The BBC chattering heads were full of talk and laughter about Cameron’s defeat and humiliation, how it would isolate the UK and leave us without influence. Endless, endless, debate about how badly Cameron had dealt with this issue and just what the fall out would be.
The exact same arguments were made when Cameron vetoed the financial regulations in 2011 and strangely enough as soon as the dust settled Angela Merkel was in the headlines saying how close a relationship Germany and the EU had with the UK and how important it all was.
Once again the UK miraculously was still in the fight….indeed even as Juncker triumphed the Germans again made it clear what they thought…….
Wolfgang Schauble said his country would do everything in its power to keep Britain in the union
“Clearly, we have in many economic questions and regulatory questions a broad consensus,” he said.
“Historically, politically, democratically, culturally, Great Britain is entirely indispensable for Europe.”
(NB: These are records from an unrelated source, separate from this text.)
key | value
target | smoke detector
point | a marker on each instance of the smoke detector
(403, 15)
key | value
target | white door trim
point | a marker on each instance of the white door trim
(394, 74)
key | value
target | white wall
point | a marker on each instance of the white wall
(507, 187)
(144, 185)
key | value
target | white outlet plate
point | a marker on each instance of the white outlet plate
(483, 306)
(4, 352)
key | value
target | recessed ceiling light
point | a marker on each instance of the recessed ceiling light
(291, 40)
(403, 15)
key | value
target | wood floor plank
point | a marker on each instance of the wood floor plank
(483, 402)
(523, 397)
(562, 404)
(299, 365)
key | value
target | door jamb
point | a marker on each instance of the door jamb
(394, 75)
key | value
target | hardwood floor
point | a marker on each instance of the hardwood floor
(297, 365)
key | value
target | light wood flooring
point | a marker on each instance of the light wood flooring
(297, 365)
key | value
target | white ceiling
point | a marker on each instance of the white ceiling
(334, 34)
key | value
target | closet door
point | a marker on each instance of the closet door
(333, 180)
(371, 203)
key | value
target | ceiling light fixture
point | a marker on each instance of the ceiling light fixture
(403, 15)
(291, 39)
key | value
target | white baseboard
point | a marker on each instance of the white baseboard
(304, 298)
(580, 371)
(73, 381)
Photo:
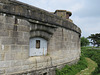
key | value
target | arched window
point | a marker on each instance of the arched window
(38, 46)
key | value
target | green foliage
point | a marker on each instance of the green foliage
(94, 54)
(84, 41)
(95, 39)
(74, 69)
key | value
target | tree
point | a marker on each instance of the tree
(95, 39)
(84, 41)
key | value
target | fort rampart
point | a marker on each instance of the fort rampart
(20, 23)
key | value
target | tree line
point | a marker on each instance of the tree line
(95, 40)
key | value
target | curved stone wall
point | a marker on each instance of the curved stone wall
(18, 23)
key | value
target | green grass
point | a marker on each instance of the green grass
(92, 61)
(91, 67)
(74, 69)
(93, 54)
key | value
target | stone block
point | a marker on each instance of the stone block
(23, 28)
(23, 22)
(1, 57)
(5, 64)
(16, 48)
(9, 41)
(16, 63)
(4, 33)
(9, 19)
(2, 71)
(25, 55)
(9, 56)
(13, 70)
(25, 67)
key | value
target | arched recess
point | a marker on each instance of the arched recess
(38, 46)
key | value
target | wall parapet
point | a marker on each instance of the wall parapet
(17, 8)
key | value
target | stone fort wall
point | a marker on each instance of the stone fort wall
(18, 23)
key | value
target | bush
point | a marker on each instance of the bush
(74, 69)
(94, 54)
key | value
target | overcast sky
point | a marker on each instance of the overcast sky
(85, 13)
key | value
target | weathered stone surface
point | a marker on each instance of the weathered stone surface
(63, 40)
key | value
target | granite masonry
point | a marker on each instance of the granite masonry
(20, 23)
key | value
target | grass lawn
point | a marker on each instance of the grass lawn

It is curious that events in the real world are so often so very far from those forecast by the conclusions of endless BBC analysis and discussions. So much hot air, so much clever opinion, so much witless speculation by those with their fingers supposedly on the pulse filling the air waves with their expert insights, almost as if that’s all it was…purely something to fill the airwaves until events, dear boy, events take over and catch up, and of course, all that analysis is quietly set aside and they start again.
Would we miss BBC ‘political analysis’, such as it is? I doubt it.
Sack Peston, sack Robinsosn, sack Pienaar, sack the lot.
Online beer and more Top Gear, that’s what we want.